NIA arrests: how the police tracked down the al-Qaeda suspects in Kerala

Employers of migrant labourers in utter disbelief

September 19, 2020 08:39 pm | Updated September 20, 2020 11:53 am IST - KOCHI

Mosaraf Hossen, one of the nine suspected Al-Qaeda operatives arrested by NIA.

Mosaraf Hossen, one of the nine suspected Al-Qaeda operatives arrested by NIA.

Abubacker, who runs a textile shop at Perumbavoor, is yet to recover from the shock to which he woke up in the early morning hours on Saturday.

When he received a call from Perumbavoor police inspector around 2 a.m. asking about the house of one of his employee Mosaraf Hossen from Murshidabad in West Bengal, hardly did he imagine that his trusted worker for the last 10 years would be declared an Al-Qaeda fugitive shortly.

“He was with me for three years initially and then he returned home. By the time he came back seven years ago, he was married and his family was also with him. I still can’t believe this,” said Mr. Abubacker who always found him good-mannered with everyone, including the customers.

Mosaraf was so trusted that he opened the shop daily and Abubacker and his brother only came in the afternoon. “There was nothing suspicious about him, else I would have thrown him out long back. His elder daughter is in a local school and is the class topper and I have seen him swell with pride on getting appreciative calls from the school,” said Mr. Abubacker who was devastated on witnessing the heart-rending cries of Mosaraf’s wife.
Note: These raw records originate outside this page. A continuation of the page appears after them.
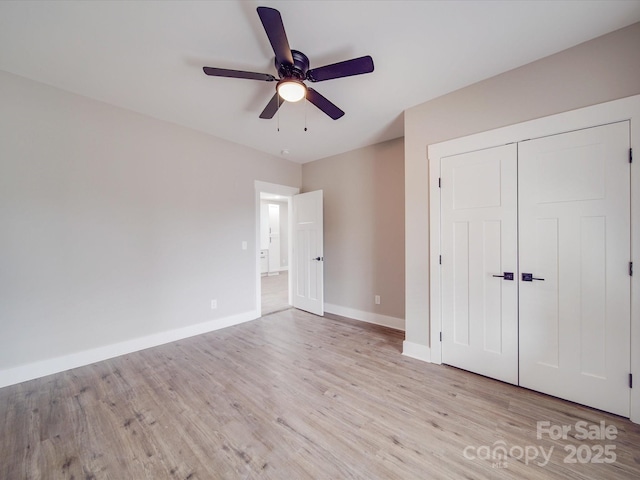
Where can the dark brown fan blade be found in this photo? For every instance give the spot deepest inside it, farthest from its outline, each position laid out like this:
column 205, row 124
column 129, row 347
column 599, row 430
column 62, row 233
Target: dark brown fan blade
column 355, row 66
column 272, row 23
column 224, row 72
column 323, row 104
column 272, row 107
“If I can’t trust a man who has been with me for 10 years whom will I trust now,” he wondered. Mosaraf’s co-worker at the shop Thahir from Assam is also in disbelief knowing that the man who worked with him till the other day has turned a terror accused literally overnight.

Haris who employed the other terror accused Iyakub Biswas in his shop selling readymade porotta and chappathi at Kandanthara at Perumbavoor is equally perplexed. He was summoned to his shop by the police after Iyakub was nabbed when he was about to start his job around 2.30 a.m.

“He had left me about one-and-a-half-year unsatisfied about the pay. He then returned three months ago when we reopened the shop after the lockdown. Never during his time with us did we have any reason to suspect that something was amiss,” he said.

Those in the neighbourhood of Murshid Hasan, who was picked up from a rented house in Pathalam, also failed to see what was coming for who they regarded as an unassuming and a religious youngster.

“He had been staying in that home for some months now since the lockdown and appeared a decent man. To my knowledge he was not into drinking or such other vices,” said a man in the neighbourhood who did not want to be named considering the serious charge against his neighbour.

The house where he stayed was frequently rented out to migrant workers and till before the lockdown there was 20-odd occupants. Everyone left following the lockdown and now there were around five migrants workers. They deposed before the NIA and later told the media that their room mate used to spend considerable time in laptop and mobile and did not always work.

“Pathalam is house to a large migrant community and there are many houses rented out to them. However, owners never really give the exact number of occupants and that posed us serious difficulty after the floods of 2018,” said Jasmine Muhammadkunju, local councillor.